This is not your parents' Glass Menagerie.
It's not uncommon for theatrical "reinventions" to take place nowadays. Ivo van Howe has made it into a cottage industry of sorts, creating an intimate, visceral A View From the Bridge and a raw, elemental The Crucible in recent years. Sam Gold is of the same cloth. He made his name with an audacious revival of Look Back in Anger at the Roudabout in 2012, won the Tony in 2015 for his sensitive in-the-round staging of the musical Fun Home, and most recently directed a searing Othello with David Oyelowo and Daniel Craig off Broadway at the New York Theater Workshop.
But all those pieces benefit from a stripped back, in-some-cases radical rethinking. Tennessee Williams's memory play is a much more delicate thing, announcing as narrator Tom Wingfield does right at the start that this is a subjective work of art, a piece of memory that may or may not represent what actually happened. Productions of it generally take after the play's quietest character, the "crippled" Laura - they are generally fragile, gossamer things, as light and airy as a thought or memory hanging in the air in front of us...
This Glass Menagerie is much different. It is heavy and world-weary, feet firmly planted on the ground. But is it a bold feat of reclaiming these characters from memory and turning them into flesh-and-blood human beings? Or is it effectively a different play entirely?
I wrestled with this question all the way through this production. I am certain, though, that the performances are absolutely tremendous. Joe Mantello makes for an angrier, more capricious Tom, but in so doing gets at the subtext of the character's gayness better than most. Madison Ferris makes a stunning Broadway debut as Laura, grounding her far more than most other actresses have done. Finn Wittrock is charming, All-American perfection as the Gentleman Caller. And in the showcase role of faded Southern belle (is there any other kind in the world of Williams?) Amanda, Sally Field returns to the stage in stunning form.
Field has already played Amanda, at the Kennedy Center in 2004, but here she is completely in tune with what her new director and castmates are doing, playing a much more alive, much more fiery Amanda than we usually get to see. Field is perfectly attuned to the setting, too - both to the theater and the stage, which is bare but for a table with chairs, and a Victrola with Laura's records and glass animals.

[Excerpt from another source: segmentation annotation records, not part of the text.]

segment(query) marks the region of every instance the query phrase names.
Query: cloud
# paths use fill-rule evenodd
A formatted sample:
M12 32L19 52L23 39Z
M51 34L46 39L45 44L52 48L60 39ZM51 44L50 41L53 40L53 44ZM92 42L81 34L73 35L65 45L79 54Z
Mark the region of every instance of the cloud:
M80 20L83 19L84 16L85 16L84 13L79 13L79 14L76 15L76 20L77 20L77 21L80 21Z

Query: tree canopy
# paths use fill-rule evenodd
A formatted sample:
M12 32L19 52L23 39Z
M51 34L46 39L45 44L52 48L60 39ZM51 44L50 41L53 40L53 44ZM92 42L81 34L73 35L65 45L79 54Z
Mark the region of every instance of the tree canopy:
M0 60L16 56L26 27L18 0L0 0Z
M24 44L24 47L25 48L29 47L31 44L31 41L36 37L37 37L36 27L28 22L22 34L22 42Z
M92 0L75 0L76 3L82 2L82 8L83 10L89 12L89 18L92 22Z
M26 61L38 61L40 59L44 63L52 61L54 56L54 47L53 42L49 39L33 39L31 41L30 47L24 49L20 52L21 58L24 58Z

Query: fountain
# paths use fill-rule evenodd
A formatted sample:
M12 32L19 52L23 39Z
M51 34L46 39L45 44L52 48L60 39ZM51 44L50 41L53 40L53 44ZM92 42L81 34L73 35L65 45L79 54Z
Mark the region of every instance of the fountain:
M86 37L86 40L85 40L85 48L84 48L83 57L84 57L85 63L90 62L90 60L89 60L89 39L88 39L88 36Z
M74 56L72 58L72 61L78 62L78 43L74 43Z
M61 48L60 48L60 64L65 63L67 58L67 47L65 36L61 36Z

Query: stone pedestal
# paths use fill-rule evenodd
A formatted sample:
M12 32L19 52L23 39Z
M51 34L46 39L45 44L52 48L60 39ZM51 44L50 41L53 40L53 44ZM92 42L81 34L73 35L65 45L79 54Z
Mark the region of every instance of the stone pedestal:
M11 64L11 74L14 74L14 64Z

A stage so empty needs to be filled, and Field is just the actress to do it, serving up personality plus whenever she's in a scene. Magically, though, it doesn't feel like a BIG performance. Field dials back enough in moments to make sure Amanda stays real, not just the sum of her stories and put-upon airs. This is a mother who cares deeply about her children, who wants them to have what she had, and regrets losing. It is a performance of stunning power in both the tiniest and grandest of gestures.
But the production hinges on the choice to cast Ferris, who has muscular dystrophy, as Laura. In the play, Laura has a slight limp, but what really cripples her is her fear that everyone notices and judges her for it. She has taken her small defect and magnified it so that she sees herself as defective and unfit for the world that other people live in, withdrawing into a world of her own. But in this production, she is really, visibly disabled, having to walk on all fours in order to get into and out of her wheelchair. That she manages to get to business school - or even just walk around all day to make her mother think she's going - is a small miracle. Ferris's Laura comes off as surprisingly grounded, someone who could get along just fine in the world... if only she were "normal".
This is not the Laura that Williams wrote, but rather a girl whose physical disability has caused her to lose almost all confidence in herself outside of the safe space she has created for herself. The scene between Laura and the Gentleman Caller, made all the more magical in Gold's vision for being lit solely by the flames of a candelabra, is even more heart-rending for how honestly he does not see her disability and convinces her to not see it, too.
So no, this is not quite the play that Tennessee Williams wrote back in the 1940s. But it is still quite rich with feeling, and in a few instances beautifully staged. Sam Gold and his cast have put a light to this piece of glass, causing it to shine with all sorts of colors we never quite knew it had. This may not be the Glass Menagerie you know, but that doesn't mean it's not worthwhile.